Thursday, May 10, 2007
The Mother's Day blitz is on...
Next to my work there is a billboard just like this one that says something about life begins at conception. They are all over town. I have seen them that say things about the number of couples waiting to adopt babies, this child will find the cure for breast cancer etc etc etc.
I agree with the idea behind them. I have not always believed this way but the important thing is that I do now because of my belief in God. I have always wanted children, dreamed of the day when I could have them. Mother's Day is always hard for me.
Billboards like this one always tug at my heart strings because these are the only images I have of my children. I only have ultrasound pictures of a few of them. Most of them have been given names and certain dates are harder than others. Earlier this week I passed the 5 year mark of the last D and C which marked the death of the second twin. Yes I miscarried them separately...3 weeks apart. I didn't cry this year. Progress is a slow thing.
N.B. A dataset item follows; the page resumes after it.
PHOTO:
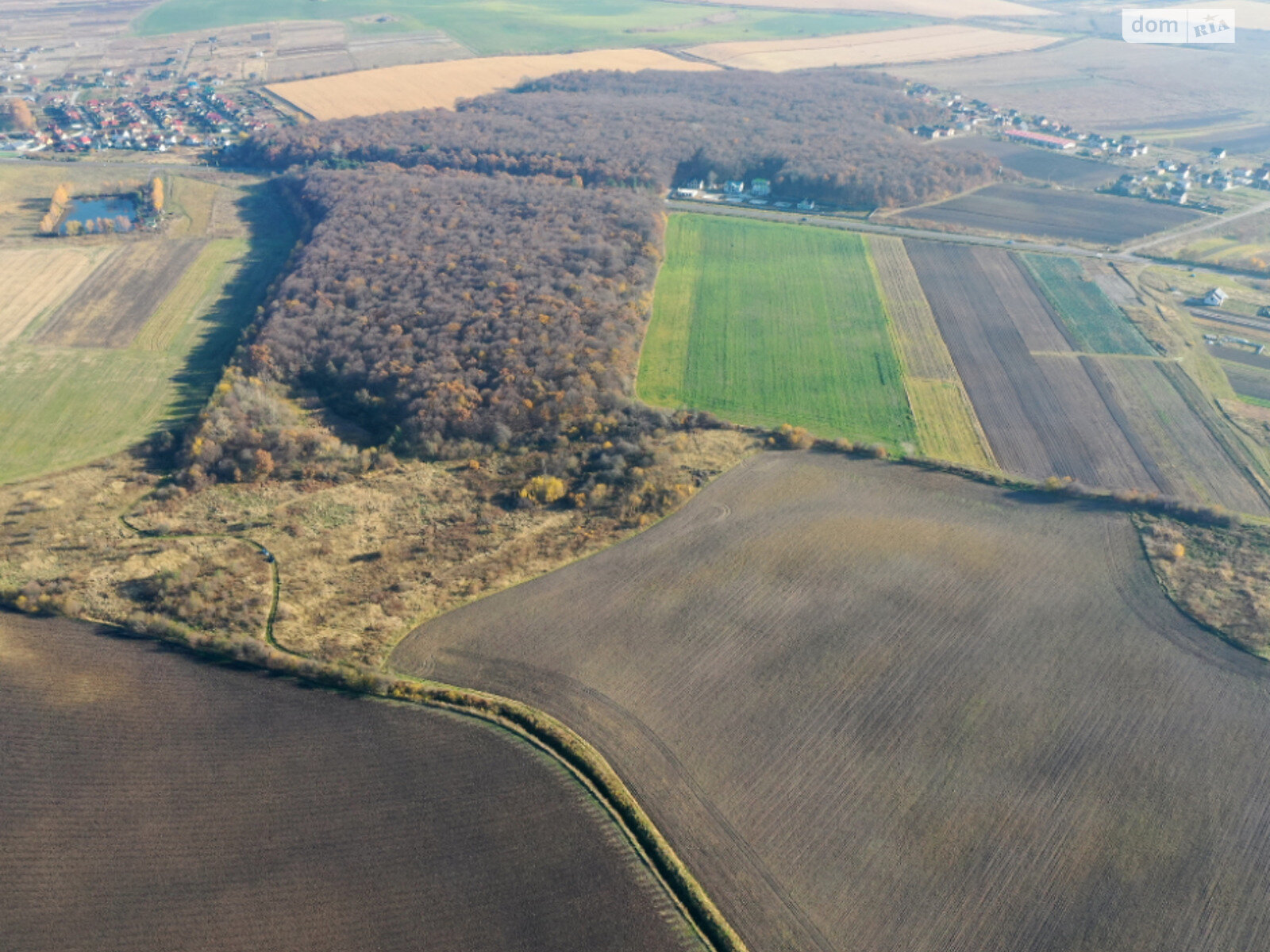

Mother's Day I am going to the 1st service at my church so that my sister and I can meet Mom and Beau for lunch. I am hoping a few of my friends are switching services as well for the day so I will have someone to sit with in case it doesn't go well.
I am optimistic...I am hoping it will go well. Billboards like this don't help me. But I know they may stop someone from having an abortion or making a mistake they will regret.
Time will tell.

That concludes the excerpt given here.